The Five-Year Engagement starts where romcoms would typically end as Tom (Segel) pops the question to his soon-to-be-wife, Violet (Emily Blunt). Only their wedding doesn’t follow to plan as life repeatedly finds a way of coming between them and their nuptials. On the verge of receiving his dream job as head chef in a fancy uptown restaurant, Tom agrees to put his life, his career and his marriage on hold as Violet is offered a two-year psychology research position in dreary Michigan. As Violet flourishes under her professor’s guidance (Rhys Ifans), Tom can only manage to find work in a grimy deli and as his hopes of returning to San Francisco dwindle, he becomes increasingly disheartened by Michigan life. Their relationship begins to drift as Tom becomes an emasculated house-bound hermit, much to the detriment of his sanity and facial hair. They eventually become tormented by friends’ and siblings’ weddings and grandparents’ funerals which constantly put their future together into question and further instill the seeds of doubt as to the longevity of their relationship.

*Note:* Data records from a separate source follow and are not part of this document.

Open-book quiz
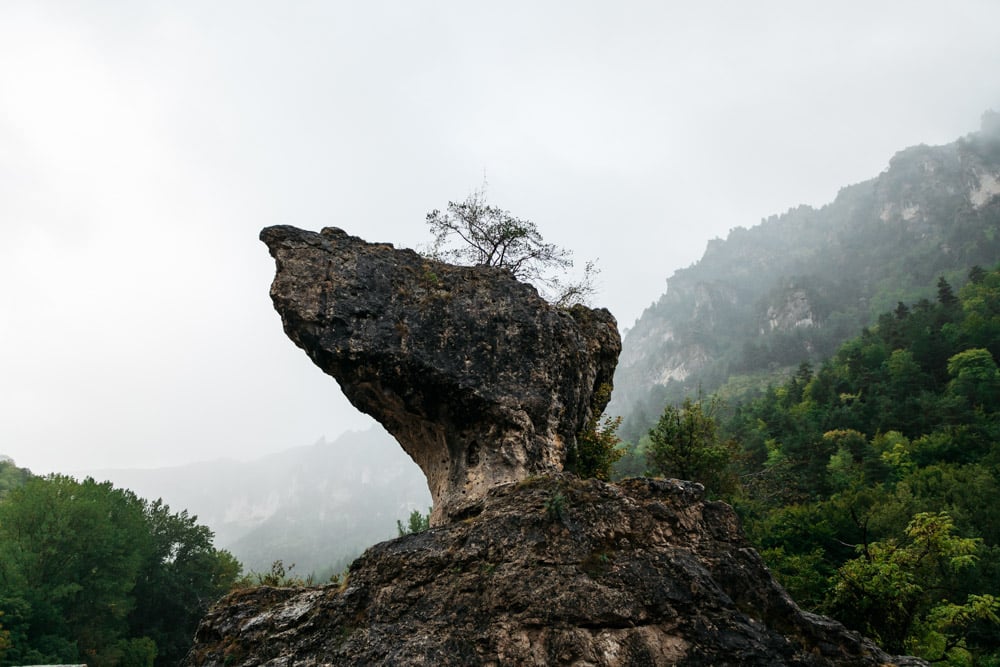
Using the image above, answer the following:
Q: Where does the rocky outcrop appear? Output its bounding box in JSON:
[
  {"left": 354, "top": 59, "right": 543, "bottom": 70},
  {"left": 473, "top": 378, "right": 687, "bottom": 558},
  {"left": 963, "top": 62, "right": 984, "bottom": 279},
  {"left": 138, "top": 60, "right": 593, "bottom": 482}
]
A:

Though it may not be brimming with originality, The Five-Year Engagement is a polished effort with some real laugh-out-loud moments. The ups and downs that befall the couple grow increasingly outrageous but always feel realistic and consistent with the world of the film. Segel and Blunt work very well together, bouncing gags off each other and delivering lines with impeccable timing. For all of Segel’s charm and loveable demeanour, though, his character does at times feel like an extension of his previous roles, prompting a sense of déjà vu. Blunt’s comedic turn is superb; she commands the screen and draws out just the right amount of sympathy. The ability to empathise equally with both characters, as well as the relatability of the couples’ relationship tensions is testament to Segel’s writing skills.
The supporting cast are well worth a mention too, as Rhys Ifans in particular is brilliant as the villainous mentor. Community’s Alison Brie uses her candid sweetness (and an ever dodgy British accent, bu’ wha’ can yew dew?) to fine effect playing Suzie, Violet’s kind-hearted spotlight stealing sister who somehow ends up with Tom’s obnoxious best friend, Alex (Chris Pratt). Brie is eventually gifted the loudest laughs in a scene where she and Blunt practice their Cookie Monster and Elmo voices.
The Five-Year Engagement is a clear cut above the rest of its romcom cohorts and easily finds a place with the better comedies of the year. Tom’s mental breakdown provides plenty of laughs but begins to drag as the film loses steam - the excessive two-hour running time quickly debilitates. The gag rate remains high throughout but the similarities that it forces from previous Segel/Stoller collaborations remind us only that this latest offering doesn’t quite hit the same high notes.